After he completed addictions treatment and parenting classes, Tina and her sister were returned to their father’s care.

Given his extensive history of exploitation and violence towards their mother, Penrose wrote “it is concerning that the agency moved so quickly to place two children who were both under the age of three with Tina’s father and then rapidly close their file without extensive monitoring and supports to ensure the children’s ongoing safety.”

A mural in her former school shows Tina Fontaine near a lake, with a flock of birds in flight at her side. (Jaison Empson/CBC)

 

Contact between Duck and her children ceased for several years. Eugene Fontaine continued to struggle with his addiction, eventually placing the children into a customary care arrangement with his aunt, Thelma Favel, to whom the girls would refer as “grandma.”

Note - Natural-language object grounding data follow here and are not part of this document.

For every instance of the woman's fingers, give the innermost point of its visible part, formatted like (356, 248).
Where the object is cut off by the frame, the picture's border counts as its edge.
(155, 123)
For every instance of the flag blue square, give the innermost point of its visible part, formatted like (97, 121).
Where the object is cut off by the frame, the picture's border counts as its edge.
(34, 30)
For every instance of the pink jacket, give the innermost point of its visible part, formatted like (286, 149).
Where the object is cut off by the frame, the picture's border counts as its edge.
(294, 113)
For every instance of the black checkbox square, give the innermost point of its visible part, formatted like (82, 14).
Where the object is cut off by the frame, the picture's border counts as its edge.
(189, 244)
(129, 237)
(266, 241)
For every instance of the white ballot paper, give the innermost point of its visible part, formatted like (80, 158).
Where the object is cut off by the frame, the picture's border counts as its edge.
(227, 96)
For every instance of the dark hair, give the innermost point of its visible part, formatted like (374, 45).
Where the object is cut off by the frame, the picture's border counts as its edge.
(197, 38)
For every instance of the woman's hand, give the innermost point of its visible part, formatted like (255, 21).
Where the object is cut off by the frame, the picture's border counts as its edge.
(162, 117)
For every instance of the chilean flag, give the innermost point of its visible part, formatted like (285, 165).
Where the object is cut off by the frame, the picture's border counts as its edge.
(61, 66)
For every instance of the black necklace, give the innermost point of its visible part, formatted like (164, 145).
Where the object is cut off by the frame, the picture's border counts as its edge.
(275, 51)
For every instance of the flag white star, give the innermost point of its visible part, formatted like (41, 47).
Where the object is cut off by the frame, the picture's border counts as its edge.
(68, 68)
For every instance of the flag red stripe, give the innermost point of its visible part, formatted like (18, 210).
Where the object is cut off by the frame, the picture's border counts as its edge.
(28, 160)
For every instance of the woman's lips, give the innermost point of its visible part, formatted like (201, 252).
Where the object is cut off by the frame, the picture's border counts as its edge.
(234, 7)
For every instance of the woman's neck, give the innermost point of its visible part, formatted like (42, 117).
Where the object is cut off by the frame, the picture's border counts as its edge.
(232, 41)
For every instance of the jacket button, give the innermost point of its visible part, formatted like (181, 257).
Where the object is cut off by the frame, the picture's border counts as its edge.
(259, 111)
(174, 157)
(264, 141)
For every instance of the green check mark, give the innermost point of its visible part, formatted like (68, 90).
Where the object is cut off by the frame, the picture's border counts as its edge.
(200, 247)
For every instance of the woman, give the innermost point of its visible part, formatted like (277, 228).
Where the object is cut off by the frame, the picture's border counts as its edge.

For many years, Favel provided a stable home for the two girls, who maintained regular contact with their father. In 2005, Favel contacted her CFS agency to ask about getting Tina assessed for fetal alcohol spectrum disorder, but no assessment was ever done.

Father’s death a turning point

The relative stability of Tina’s life was upended when her father was beaten to death by two men in 2011, when Tina was 12 years old. The report criticizes Victim Services for failing to arrange counselling for Tina, who began skipping school and running away from home, despite repeated pleas from Favel and others to get her help.

“In the nearly three years of involvement since the homicide death of Tina’s father, victim services neither met directly with Tina nor did they arrange a single counselling session for her to help her manage her loss and grief,” the report says.